Visualizing the American Economy: from Social Science to Mass-Communication and Beyond, 1920s-1960s
January 1, 2014From the 1910s to the end of World War II, visual representations have been increasingly used in newspapers, magazines, pamphlets and official reports in the United States as a way to convey aspects of economic and social facts to a wider audience. A number of historians have shown that this movement toward visualization, which originated in various projects within social science departments and among social reformists, culminated during the years of the Great Depression when the Roosevelt administration used extensively photographs as a way to promote its economic policies. The most studied of these projects within the Roosevelt administration is the Historical Section of the Farm Security Administration, which hired photographs such as Walker Evans, Dorothea Lange and Arthur Rothstein and sent them to the field to document the living conditions in rural America.

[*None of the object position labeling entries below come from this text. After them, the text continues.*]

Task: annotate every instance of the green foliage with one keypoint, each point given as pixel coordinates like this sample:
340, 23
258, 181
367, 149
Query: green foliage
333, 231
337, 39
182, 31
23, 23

Indeed, previous works on visualization have mostly focused on photographic representations of economic and social facts, as opposed to other types of visualization such as pictorial statistics, maps and drawings, which were equally important in the period. In addition, while these accounts focused on the artistic and communicational values of the resulting images, they did not investigate in depth the origins of this movement toward visualization in the works of economists and social scientists. Historians of social sciences -- especially economics -- have not paid attention to the visualization of social facts either because their work most often deal with the scientific and academic aspects of the discipline they study, therefore neglecting issues of communication and popularization. Indeed, contemporary social scientists tend to undermine the role of visual representation in their discipline because they do not consider visualization as constitutive of scientific knowledge, hence limiting its use to pedagogical purposes.